In this case, it is apparently a bogus error as I cannot see that ANY of the seven files failed to transform. NOTE the transform runs TWENTY TIMES SLOWER in this mode than when using the new project wizard to convert a bulk set of models.
- (Perhaps regrettably, I did NOT close the SMD after the first error, and re-open it.

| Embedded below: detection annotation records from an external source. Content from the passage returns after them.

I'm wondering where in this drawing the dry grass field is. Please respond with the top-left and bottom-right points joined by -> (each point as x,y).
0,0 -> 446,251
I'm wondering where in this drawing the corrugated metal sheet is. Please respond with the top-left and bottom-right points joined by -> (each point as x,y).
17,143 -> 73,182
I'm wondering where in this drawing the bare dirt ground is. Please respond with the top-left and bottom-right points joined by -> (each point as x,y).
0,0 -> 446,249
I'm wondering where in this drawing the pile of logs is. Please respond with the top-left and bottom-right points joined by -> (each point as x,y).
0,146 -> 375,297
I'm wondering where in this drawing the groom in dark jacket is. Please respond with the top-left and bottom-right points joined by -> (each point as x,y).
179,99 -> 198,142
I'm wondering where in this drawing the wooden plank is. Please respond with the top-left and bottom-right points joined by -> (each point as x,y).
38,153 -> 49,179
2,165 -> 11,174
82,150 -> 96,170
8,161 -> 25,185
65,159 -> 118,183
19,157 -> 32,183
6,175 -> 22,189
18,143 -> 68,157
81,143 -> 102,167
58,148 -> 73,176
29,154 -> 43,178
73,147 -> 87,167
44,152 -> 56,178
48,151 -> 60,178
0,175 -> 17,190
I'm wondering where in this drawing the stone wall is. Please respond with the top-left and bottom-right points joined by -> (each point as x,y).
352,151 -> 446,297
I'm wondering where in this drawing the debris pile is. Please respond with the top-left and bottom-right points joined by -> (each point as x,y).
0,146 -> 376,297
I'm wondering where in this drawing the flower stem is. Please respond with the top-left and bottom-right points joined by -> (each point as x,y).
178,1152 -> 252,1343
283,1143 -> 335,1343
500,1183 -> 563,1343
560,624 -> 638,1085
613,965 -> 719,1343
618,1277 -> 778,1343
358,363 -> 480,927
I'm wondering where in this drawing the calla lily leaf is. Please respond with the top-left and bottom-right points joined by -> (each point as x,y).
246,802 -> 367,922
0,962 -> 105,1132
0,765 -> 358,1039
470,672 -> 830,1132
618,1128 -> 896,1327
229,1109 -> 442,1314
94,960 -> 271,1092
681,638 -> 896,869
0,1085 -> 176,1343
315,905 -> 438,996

Lloyd McKenzie notes that a lot of errors went away if he restarted the SMD after EVERY error message. When I repeated this process a day later after just opening the SMD, the conversion speed seemed similar to the wizartd, and the terminating error message did not appear.)
- (Note: Once the MIF-XML Transformation is started using using the right-click "MIF to HL7 Import" even on a single file, you cannot cancel it. It plods along for several minutes before giving up.)
On my initial pass, however, I set up a new dummy project to convert the final set of models this ran quickly, and I copied the remaining models into the old project. It was 24 hours later that I discovered that this was a useless step as the files were not bound to the RIM and Vocabulary content in the original project!
Diagram layout is a daunting task. given that the initial layout does not produce a satisfactory result. I used visual reference to the previous Visio models in order to determine where to block the content and which elements belonged together. (Note that this task could be done in 1/10th the time if only the initial layout could be automated based on the location of the "center" of each class in the old diagrams.)
The layout tools are accurate and relatively easy to learn. The "outline" view (thumb-nail overview) is extremely useful for this task. I encountered no errors or "clumsiness" in layout, but the process required 2 or more hours for each complex diagram.
For an example, see the following two thumbnails for a Clinical Statement CMET - the original Visio and the transformed one from the Static Model Designer. (Clicking on the thumbnail will show the full image.)
Dealing with specific initial errors: Invalid vocabulary constraints
My initial activity focused on layout (above) and the correction of invalid vocabulary constraints. My first shock came when I saw that the "invalid" vocabulary constraints showed up as NULL. This should not be!!! Not only is the "proposed" value lost in the process, but the user has to go back and ferret out the original intent from the MIF file. (Which is actually easier to do in MIF than in "xhl7". :-) )
I spent a while "banging on" the attribute editing window until I was convinced that there was no way to enter a "free-hand" binding statement.
I did discover the "Code" column in the attribute editor which provides a place to enter a "Code" and "CodeSystem" value pair. I considered using this with code systems named "CD" for new concept domain names (in the code filed), "VS" for new value set names, and new "codes" in existing code systems for new concepts. Although clumsy, this could be made to work, execpt for one fatal flaw:
- The CodeSystem/Code pair are persisted in the SMD static model and "xhl7" file, but they are discarded when the "xhl7" file is returned to MIF.
Thus the content is discarded on the route from MIF to SMD, and, if re-entered this way, it is discarded again on the way back out. A double-whammy!
File reversion to MIF - Export from SMD to MIF
This process is easy, and quick. This test took less than 10 minutes to create, but HOURS to analyze and understand. The next test was to validate the MIF, but this failed owing to the treatment of the derivation relationships.
The more complete and useful test was simply top compare the MIF file that started with process with the one that came out of the process. Two files - PRPA_MT402001UV02-RT.mif and PRPA_MT402001UV02.mif - have been posted in a ZIP archive on Gforge. They show the result of round-tripping (former) a PA MIF file (latter) through the SMD. Simple file comparison with XML SPY reveals the variety of changes cited earlier.